Since January 2023, real retail spending growth in the US has varied significantly by income group, according to data released by the New York Fed through March 2026 [1]. High-income households earning more than $125,000 annually saw the strongest gains, with cumulative real spending growth of about 7.6% over this period [1]. Middle-income households reported roughly 3% growth, while low-income households earning under $40,000 increased spending by just over 1% [1].

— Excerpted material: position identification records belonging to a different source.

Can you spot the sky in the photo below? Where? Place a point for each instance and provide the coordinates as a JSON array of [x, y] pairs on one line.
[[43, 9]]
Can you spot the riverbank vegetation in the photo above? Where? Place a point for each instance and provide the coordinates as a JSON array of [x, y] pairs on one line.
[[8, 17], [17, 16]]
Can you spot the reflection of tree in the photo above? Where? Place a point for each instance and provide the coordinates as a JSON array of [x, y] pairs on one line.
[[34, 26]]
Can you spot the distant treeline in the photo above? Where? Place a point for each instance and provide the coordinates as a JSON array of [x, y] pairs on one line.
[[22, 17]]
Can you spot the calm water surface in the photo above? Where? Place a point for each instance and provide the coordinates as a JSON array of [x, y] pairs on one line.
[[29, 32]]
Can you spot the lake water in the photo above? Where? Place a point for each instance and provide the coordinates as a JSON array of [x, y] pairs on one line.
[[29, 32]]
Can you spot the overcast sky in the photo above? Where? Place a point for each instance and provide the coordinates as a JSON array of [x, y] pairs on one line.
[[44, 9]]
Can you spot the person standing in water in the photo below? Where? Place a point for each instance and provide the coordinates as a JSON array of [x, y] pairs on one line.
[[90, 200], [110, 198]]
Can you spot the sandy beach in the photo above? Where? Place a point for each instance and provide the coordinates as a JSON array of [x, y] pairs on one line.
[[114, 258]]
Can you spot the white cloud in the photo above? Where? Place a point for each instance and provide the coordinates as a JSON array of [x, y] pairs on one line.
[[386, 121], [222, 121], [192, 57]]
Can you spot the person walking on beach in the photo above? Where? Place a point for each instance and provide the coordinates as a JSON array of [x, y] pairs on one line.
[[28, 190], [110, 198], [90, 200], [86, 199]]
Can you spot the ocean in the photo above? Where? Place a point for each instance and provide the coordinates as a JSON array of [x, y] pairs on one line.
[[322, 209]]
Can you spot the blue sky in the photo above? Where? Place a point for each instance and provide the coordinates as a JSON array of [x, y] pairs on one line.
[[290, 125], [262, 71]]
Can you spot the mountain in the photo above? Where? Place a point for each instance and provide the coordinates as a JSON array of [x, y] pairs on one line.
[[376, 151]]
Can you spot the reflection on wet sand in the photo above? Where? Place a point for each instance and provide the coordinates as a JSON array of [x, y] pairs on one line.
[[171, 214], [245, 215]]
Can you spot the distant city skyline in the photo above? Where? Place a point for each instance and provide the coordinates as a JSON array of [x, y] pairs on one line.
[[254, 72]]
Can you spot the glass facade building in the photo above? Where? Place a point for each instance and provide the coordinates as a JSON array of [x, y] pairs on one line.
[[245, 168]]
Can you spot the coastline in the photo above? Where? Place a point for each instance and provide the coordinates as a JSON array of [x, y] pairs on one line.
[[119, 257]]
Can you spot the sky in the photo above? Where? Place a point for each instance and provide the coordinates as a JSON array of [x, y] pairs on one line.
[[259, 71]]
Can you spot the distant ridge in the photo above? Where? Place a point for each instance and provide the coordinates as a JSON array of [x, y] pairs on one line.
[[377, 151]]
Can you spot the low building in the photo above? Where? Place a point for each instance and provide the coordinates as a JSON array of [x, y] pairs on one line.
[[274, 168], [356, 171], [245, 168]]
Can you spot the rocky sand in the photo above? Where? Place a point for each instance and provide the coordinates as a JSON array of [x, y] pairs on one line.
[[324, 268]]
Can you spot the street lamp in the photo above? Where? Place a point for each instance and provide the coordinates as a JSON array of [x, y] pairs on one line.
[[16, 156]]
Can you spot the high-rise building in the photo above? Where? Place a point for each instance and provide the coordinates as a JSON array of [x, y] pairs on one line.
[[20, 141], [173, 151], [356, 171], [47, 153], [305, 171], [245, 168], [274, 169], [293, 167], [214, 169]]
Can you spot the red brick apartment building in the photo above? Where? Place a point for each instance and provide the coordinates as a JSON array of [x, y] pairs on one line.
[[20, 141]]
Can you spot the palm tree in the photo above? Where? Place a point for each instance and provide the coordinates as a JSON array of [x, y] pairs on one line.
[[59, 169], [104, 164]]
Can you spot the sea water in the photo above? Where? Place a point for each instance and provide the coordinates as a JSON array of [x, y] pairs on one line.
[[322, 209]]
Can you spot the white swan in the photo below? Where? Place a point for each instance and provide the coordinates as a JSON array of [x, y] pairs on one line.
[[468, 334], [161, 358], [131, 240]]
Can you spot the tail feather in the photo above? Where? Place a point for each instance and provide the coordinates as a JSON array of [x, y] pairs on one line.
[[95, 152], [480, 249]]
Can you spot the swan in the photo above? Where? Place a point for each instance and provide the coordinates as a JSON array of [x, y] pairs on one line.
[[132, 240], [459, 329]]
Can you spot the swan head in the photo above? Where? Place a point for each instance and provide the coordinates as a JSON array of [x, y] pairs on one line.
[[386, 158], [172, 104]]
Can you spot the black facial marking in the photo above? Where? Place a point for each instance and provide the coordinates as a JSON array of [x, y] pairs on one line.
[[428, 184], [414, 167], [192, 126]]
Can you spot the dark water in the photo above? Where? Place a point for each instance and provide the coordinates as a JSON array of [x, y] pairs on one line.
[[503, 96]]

Before the COVID-19 pandemic, lower-income households led spending growth compared to wealthier households, but this trend reversed in 2023 after federal pandemic relief programs expired [1]. The recent rise in retail spending has been largely driven by the highest earners, creating a clear K-shaped spending pattern that the New York Fed says reflects increased economic inequality [1].
In most recent months, real spending growth has turned negative across all income groups, though the gap between high- and low-income households remains prominent [1]. New York Fed researchers noted that wage growth differences do not fully explain these spending trends. Instead, rising wealth and inflation are more important factors shaping the divergence [1].
The net worth of the top 1% of households has increased by more than 25% in real terms since 2023, mostly due to gains in financial assets, while the middle 40% of households have seen less than a 10% increase in net worth [1]. The study emphasized the risks of economic reliance on a single segment, stating, "Reliance on a single segment of the economy has important implications for spending growth and its fragility, as well as for economic vulnerability and policy" [1].